LIFE ON MARS (2 SPUDS)
IN A NUTSHELL: This cop named Sam Tyler, from the present is knocked back 35 years in time, and knows where he came from.
PEDIGREE: Like The Eleventh Hour, this show was also adapted from a Brit Series, which I tried watching but didn’t like very much.
FEARLESS FORECAST: This show has a terrific cast featuring Jason O’Mara, Gretchen Mol, Harvey Keitel and Michael Imperioli (The Sopranos). It’s got a fabulous look, and it feels a lot less like science fiction that I thought it would. Obviously the first episode has a lot of work to do, establishing the stories in two different eras and introducing a pretty big cast.
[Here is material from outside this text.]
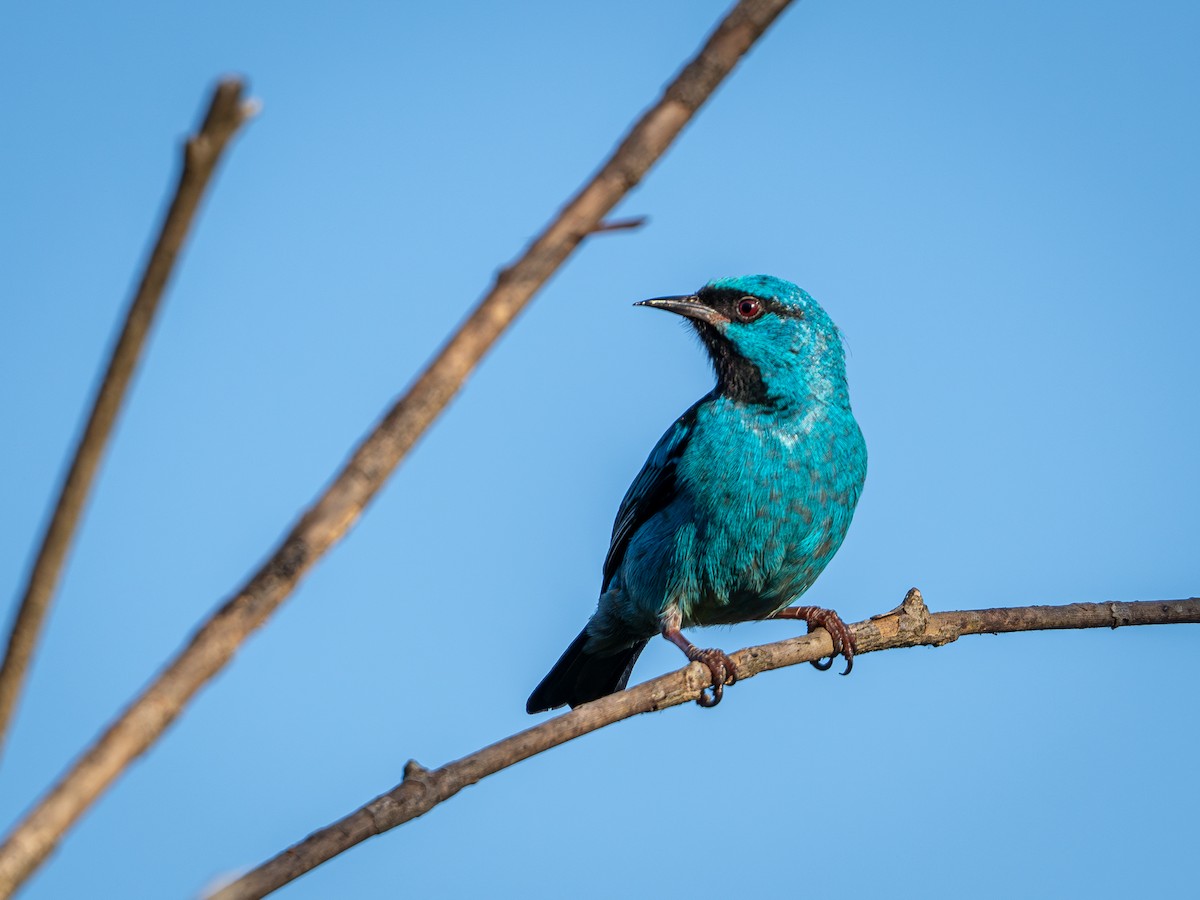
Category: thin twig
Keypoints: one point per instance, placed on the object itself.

I was prepared not to like this, because I wasn’t all that crazy about the British series, but I was pleasantly surprised. I hope this is a hit, ‘cause it’s good stuff. The best part of is that there’s a story line that bridges these two times, and it should be interesting to see how it plays out.  Sadly though, shows like this don’t have a great track record with the CGI and ultra clever script addicted American audiences. But stranger things have happened.

That’s all I got for this issue. See have a great Thanksgiving. I’m personally giving thanks that I live here in Canada where the effects of the shit storm created by Wall Street greed won’t have quite the impact it will elsewhere. I hope.